Parmi les principales exigences figure le retrait total et sans condition de Jean-Marie Soriba Coumbassa de l’ensemble des réseaux sociaux, notamment Facebook, TikTok, Instagram et Snapchat, et ce jusqu’à nouvel ordre. Les autorités préviennent que cette instruction fera l’objet de contrôles réguliers. Toute violation constatée pourrait entraîner des sanctions plus lourdes, conformément aux textes en vigueur.
En outre, le directeur général adjoint est tenu d’observer scrupuleusement les principes d’impartialité et de neutralité attachés à sa fonction. La décision rappelle également son obligation d’éviter tout comportement susceptible de porter atteinte à la dignité de sa charge, à l’honneur des institutions de la République ou à la neutralité du service public.

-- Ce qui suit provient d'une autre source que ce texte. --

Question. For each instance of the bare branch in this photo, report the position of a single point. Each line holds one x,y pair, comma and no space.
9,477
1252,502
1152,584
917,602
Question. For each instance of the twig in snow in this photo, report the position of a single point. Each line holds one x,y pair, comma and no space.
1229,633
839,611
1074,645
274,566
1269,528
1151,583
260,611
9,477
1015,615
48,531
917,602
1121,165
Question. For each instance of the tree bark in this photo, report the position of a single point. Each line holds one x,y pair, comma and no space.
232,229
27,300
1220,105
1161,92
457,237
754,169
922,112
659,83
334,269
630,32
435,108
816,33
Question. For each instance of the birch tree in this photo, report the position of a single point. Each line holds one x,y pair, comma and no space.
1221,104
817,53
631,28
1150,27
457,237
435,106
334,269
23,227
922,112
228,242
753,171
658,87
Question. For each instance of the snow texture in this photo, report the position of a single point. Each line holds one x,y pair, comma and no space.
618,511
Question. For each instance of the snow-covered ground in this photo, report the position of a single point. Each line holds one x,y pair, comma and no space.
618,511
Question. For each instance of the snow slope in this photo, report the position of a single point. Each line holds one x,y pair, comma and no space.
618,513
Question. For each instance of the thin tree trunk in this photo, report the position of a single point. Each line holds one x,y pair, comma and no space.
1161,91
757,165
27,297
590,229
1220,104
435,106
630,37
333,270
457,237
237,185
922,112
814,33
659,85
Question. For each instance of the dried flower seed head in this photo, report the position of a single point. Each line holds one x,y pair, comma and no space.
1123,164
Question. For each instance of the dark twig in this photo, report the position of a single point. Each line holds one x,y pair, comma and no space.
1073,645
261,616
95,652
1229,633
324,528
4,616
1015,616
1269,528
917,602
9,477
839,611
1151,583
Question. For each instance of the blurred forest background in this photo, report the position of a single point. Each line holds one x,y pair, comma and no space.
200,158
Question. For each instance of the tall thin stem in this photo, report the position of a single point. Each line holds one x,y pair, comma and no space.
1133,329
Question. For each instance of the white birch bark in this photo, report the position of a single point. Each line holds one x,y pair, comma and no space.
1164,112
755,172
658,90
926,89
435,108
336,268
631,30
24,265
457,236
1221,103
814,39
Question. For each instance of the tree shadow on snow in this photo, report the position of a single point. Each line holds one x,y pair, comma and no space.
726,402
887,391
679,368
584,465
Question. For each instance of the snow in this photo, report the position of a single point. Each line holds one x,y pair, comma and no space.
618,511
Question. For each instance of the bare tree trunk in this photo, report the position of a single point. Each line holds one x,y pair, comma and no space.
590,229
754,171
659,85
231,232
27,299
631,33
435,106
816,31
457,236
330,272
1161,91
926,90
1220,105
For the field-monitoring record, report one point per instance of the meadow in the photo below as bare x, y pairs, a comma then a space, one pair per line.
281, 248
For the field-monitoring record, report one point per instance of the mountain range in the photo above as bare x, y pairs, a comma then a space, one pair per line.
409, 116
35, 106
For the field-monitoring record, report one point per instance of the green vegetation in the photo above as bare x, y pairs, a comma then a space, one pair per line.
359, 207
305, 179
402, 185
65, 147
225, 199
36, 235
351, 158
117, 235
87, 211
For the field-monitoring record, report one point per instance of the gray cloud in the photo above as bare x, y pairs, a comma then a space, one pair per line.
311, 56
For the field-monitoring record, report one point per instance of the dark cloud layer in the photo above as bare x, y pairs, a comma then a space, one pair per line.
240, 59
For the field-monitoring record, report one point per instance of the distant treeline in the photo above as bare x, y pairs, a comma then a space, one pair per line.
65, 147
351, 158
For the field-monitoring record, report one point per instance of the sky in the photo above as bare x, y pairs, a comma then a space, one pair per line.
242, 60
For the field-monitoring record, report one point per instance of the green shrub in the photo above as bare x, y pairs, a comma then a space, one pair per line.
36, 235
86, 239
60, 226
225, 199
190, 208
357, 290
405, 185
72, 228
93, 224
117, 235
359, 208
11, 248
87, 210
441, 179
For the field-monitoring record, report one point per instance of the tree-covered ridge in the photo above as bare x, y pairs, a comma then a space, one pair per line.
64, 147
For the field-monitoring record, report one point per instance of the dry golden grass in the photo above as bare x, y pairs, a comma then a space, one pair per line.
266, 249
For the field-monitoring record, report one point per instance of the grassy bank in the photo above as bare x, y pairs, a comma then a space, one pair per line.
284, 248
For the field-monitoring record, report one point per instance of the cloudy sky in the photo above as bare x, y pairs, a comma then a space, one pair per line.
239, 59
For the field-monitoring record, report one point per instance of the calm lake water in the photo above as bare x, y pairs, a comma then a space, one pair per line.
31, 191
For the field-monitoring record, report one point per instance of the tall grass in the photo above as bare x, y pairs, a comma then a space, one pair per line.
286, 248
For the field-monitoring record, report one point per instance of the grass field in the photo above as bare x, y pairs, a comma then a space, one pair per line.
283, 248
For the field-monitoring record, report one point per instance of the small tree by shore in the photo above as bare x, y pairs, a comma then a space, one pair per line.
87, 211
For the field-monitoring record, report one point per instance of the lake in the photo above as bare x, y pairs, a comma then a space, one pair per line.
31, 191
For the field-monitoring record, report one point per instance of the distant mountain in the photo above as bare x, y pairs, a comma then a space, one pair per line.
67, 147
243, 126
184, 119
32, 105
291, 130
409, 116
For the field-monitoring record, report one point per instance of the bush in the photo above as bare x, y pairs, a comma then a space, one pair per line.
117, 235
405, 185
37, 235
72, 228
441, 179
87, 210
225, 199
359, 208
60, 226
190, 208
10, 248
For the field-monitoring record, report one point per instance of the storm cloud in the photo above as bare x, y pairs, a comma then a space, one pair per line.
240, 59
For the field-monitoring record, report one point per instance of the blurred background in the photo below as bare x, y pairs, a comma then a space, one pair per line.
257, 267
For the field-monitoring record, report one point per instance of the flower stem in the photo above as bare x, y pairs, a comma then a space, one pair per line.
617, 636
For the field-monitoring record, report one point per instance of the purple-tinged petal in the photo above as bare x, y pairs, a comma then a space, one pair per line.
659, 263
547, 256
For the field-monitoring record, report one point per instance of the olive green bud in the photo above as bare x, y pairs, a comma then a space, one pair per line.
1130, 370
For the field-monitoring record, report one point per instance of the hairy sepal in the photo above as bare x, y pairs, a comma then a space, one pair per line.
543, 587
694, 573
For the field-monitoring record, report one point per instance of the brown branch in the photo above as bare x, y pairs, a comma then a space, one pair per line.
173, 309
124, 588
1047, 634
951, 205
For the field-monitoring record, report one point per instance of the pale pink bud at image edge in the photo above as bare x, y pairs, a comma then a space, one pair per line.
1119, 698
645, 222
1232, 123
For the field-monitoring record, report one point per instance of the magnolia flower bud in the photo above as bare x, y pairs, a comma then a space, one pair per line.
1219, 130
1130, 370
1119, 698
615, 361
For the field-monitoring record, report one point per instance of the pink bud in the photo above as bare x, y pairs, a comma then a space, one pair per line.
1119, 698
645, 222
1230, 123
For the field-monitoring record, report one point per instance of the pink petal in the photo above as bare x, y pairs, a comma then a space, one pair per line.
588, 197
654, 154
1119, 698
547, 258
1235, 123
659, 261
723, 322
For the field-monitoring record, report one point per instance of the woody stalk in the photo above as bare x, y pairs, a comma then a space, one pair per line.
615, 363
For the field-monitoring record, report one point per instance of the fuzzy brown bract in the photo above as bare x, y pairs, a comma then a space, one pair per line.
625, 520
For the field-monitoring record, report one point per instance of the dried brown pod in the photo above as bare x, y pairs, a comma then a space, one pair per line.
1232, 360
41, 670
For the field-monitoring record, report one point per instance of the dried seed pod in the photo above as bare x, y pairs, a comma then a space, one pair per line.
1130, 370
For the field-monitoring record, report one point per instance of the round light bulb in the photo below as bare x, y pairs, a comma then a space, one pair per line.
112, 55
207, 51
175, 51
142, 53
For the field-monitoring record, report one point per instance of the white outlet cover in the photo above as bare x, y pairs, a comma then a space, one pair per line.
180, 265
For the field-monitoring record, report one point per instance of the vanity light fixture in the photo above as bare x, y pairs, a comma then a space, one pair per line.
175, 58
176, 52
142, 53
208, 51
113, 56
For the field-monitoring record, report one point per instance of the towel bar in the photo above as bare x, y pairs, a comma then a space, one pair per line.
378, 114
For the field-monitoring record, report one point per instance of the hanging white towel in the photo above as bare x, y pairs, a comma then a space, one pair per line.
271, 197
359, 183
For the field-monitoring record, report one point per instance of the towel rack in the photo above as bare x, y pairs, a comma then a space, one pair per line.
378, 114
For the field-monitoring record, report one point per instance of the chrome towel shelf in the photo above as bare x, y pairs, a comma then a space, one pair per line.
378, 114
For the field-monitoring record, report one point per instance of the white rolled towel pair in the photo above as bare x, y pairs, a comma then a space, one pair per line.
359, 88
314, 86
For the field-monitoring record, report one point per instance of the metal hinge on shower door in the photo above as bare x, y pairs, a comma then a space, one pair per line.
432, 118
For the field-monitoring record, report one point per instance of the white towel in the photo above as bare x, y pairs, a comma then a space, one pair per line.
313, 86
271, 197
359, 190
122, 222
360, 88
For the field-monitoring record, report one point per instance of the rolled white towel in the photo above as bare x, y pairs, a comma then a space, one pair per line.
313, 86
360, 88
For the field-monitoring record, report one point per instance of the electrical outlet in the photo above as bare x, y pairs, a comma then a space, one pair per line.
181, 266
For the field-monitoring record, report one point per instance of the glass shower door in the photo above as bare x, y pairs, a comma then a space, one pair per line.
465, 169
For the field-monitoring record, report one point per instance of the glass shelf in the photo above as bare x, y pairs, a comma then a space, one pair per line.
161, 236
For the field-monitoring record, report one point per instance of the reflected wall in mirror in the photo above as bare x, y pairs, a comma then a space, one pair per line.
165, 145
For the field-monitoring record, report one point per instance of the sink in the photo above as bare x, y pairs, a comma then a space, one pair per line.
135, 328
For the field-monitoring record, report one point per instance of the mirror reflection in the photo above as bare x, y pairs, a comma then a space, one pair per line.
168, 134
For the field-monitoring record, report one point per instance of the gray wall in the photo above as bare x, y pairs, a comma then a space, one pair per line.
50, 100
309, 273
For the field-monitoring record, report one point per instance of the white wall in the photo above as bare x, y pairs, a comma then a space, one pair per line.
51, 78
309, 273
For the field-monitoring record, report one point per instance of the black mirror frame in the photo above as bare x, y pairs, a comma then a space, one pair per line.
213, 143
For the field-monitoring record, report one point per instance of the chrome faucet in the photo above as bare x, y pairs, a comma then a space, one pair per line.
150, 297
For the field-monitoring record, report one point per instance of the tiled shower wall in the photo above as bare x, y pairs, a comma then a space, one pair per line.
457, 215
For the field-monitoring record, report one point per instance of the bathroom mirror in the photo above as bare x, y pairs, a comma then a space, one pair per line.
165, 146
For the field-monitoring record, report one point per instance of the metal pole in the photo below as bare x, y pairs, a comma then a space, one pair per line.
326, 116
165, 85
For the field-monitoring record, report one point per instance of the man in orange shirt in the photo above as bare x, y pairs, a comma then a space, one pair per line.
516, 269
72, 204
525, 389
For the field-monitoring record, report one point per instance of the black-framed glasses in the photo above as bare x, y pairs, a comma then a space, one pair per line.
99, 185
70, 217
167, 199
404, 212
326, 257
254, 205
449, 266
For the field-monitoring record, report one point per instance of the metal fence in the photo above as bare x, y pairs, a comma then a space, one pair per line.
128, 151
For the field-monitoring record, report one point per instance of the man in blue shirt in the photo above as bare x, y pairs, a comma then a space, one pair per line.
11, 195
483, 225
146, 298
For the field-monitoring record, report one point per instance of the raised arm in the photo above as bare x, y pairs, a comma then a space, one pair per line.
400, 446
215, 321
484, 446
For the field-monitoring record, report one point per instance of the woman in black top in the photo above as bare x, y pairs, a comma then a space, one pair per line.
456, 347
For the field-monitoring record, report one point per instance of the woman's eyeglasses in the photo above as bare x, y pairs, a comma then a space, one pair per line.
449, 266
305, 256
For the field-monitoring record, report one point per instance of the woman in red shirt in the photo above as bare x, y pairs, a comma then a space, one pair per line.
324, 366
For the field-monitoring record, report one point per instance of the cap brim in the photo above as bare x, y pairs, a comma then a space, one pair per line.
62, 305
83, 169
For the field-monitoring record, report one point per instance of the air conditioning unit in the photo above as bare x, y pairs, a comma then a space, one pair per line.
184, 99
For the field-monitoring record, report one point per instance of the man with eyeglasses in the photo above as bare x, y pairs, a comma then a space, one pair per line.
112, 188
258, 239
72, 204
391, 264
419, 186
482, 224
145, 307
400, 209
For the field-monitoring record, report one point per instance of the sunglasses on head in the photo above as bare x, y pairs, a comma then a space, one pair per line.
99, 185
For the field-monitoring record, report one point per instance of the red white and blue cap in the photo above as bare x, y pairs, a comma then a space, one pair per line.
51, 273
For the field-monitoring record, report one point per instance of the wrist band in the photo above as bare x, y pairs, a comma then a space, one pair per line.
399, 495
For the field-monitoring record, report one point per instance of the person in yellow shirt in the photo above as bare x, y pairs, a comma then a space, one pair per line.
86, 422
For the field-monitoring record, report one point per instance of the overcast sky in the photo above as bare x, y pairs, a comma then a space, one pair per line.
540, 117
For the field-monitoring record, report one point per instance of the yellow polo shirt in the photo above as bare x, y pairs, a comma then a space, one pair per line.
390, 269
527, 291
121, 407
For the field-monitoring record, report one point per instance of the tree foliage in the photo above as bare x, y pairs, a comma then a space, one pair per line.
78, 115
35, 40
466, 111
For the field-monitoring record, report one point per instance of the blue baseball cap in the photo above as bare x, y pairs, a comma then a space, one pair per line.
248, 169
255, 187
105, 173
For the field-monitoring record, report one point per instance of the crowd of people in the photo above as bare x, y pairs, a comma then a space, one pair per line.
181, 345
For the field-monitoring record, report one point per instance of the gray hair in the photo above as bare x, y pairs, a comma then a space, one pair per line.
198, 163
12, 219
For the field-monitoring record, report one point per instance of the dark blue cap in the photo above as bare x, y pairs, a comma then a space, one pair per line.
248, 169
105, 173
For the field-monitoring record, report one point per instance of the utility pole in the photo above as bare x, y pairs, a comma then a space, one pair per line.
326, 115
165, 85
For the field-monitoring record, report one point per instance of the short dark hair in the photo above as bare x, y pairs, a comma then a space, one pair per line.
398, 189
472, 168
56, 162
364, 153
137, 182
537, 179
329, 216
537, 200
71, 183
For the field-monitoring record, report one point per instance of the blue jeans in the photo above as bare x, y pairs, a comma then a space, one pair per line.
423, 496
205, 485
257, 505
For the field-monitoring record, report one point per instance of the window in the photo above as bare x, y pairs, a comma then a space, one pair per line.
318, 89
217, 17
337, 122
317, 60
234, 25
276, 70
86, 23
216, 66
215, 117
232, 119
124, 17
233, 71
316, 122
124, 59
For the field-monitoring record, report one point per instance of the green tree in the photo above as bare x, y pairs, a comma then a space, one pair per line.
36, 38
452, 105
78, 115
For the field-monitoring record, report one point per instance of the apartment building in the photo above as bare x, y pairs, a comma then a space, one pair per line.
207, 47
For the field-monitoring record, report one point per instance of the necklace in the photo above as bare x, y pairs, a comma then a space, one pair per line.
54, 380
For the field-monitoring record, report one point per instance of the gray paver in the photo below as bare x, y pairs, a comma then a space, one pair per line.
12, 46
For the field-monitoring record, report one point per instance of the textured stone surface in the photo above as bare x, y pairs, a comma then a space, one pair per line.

Ces exigences s’inscrivent dans le cadre des lois L/027 et L/026, relatives respectivement au statut général des agents de l’État et au code de conduite de l’agent public en République de Guinée.
À travers cette décision, les autorités semblent vouloir conjuguer fermeté disciplinaire et seconde chance administrative, tout en réaffirmant leur attachement au respect des règles encadrant l’exercice des fonctions publiques.